Kinshasa, 12 septembre 2025- Les avocats de Jacky Ndala, détenu depuis novembre 2024 à la prison centrale de Makala, montent au créneau et exigent son transfert immédiat vers un centre hospitalier mieux équipé, notamment l’hôpital Ngaliema ou le Centre de Santé Nganda, afin qu’il bénéficie de soins appropriés.
Dans une correspondance adressée au Directeur du centre pénitentiaire de Makala, Maître Odudu Menga Jean-Pierre, l’un des conseils du détenu, alerte sur la gravité de l’état de santé de son client.
Selon lui, “son état se détériore de jour en jour, au risque d’aboutir à une situation fatidique et définitive dont la responsabilité incombera inévitablement à l’administration pénitentiaire”.
Placé en détention le 28 novembre 2024, l’opposant Jacky Ndala a été condamné à 30 mois de servitude pénale principale par le Tribunal de Paix de Kinshasa/Kinkole. Bien que sa condamnation soit devenue définitive avant l’ordonnance présidentielle du 30 décembre 2024 portant mesures collectives de grâce, ses avocats dénoncent le maintien en détention de leur client.
Ils rappellent par ailleurs que le Directeur de Makala avait déjà autorisé un transfert vers l’hôpital Sanatorium le 9 septembre dernier, ce qui prouve, selon eux, la reconnaissance par l’administration de la gravité de la situation.
D’après les examens médicaux effectués, l’infrastructure actuelle ne dispose pas des équipements nécessaires pour traiter son cas. Des actes comme l’IRM, le scanner encéphalique et cérébral, l’échographie cardiaque et rénale, ou encore un check-up complet s’avèrent impossibles à réaliser dans le cadre actuel.

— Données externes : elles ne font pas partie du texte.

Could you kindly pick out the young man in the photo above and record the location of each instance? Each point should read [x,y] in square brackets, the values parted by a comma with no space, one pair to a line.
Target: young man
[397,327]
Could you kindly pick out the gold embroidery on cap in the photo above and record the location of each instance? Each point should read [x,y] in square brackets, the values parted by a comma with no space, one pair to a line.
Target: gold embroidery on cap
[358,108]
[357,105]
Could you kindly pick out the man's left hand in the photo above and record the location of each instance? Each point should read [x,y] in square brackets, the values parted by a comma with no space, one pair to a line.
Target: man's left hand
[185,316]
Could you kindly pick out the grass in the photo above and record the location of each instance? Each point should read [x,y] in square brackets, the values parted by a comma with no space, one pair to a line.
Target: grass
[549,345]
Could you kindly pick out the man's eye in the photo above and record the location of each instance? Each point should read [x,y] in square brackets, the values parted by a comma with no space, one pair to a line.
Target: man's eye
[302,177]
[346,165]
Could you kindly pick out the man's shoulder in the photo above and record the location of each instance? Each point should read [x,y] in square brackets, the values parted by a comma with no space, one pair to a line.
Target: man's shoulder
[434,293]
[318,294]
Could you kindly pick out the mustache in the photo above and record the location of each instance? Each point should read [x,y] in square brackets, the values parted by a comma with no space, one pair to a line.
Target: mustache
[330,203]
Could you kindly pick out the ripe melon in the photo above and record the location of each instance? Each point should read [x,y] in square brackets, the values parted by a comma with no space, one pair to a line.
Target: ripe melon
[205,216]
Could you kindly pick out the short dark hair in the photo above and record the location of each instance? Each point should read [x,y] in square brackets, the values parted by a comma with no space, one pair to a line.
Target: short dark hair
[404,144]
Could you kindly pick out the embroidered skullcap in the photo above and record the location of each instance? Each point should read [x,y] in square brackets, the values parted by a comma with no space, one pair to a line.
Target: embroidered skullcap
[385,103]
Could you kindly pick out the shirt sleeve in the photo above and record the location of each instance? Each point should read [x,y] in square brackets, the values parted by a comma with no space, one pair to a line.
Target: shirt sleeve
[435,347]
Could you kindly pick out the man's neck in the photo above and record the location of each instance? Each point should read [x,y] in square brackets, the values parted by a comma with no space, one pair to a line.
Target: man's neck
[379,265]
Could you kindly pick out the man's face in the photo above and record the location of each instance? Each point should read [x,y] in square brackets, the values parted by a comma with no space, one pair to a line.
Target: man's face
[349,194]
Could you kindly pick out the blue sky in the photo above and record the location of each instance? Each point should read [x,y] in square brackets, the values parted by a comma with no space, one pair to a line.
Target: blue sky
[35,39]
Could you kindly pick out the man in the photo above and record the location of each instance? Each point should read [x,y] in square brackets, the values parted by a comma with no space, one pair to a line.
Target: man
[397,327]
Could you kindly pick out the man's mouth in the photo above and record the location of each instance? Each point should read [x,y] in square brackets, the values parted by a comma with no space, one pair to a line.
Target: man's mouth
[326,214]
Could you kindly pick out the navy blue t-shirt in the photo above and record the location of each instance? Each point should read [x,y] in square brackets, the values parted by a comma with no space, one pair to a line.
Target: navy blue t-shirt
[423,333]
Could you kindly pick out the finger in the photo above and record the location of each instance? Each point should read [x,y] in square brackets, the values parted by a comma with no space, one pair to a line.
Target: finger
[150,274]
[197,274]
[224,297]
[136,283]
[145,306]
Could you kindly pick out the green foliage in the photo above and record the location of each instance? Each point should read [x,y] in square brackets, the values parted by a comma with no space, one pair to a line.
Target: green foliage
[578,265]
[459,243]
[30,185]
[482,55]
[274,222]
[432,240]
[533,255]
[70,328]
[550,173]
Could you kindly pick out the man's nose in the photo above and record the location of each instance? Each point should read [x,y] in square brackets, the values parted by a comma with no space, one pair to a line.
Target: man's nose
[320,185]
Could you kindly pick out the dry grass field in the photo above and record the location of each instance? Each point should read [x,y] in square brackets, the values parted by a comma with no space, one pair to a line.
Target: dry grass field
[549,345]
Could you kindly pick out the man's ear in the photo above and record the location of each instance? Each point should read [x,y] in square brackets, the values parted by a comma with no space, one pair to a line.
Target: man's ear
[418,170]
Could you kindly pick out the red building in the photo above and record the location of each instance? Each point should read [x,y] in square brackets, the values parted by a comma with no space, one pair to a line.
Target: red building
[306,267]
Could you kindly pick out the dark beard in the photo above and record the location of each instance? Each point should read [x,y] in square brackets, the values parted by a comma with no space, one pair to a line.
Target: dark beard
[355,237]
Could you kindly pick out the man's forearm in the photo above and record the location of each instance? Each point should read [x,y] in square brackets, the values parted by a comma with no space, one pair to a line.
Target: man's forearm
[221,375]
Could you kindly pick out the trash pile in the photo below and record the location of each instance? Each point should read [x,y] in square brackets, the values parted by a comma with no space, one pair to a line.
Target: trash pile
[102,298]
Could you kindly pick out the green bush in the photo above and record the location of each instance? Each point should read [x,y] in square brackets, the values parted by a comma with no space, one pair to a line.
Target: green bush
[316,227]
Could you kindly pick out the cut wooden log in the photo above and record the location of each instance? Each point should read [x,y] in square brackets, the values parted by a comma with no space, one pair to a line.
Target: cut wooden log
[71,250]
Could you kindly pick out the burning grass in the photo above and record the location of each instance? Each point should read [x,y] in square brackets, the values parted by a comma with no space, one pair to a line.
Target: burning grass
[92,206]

Les conseils de Ndala invoquent l’article 16 de la Constitution du 18 février 2006, rappelant que “la personne humaine est sacrée et que l’État a l’obligation de la respecter et de la protéger”. Ils appellent le Directeur de Makala à “prendre ses responsabilités et user de son pouvoir discrétionnaire pour éviter que l’irréparable ne survienne”.
Ce dossier soulève une fois de plus la question du respect des droits humains en milieu carcéral en République Démocratique du Congo, où de nombreux détenus se plaignent de conditions de détention inadaptées et de l’absence de soins médicaux adéquats.
En attendant une décision de l’administration pénitentiaire, les proches et avocats de Ndala continuent de craindre le pire.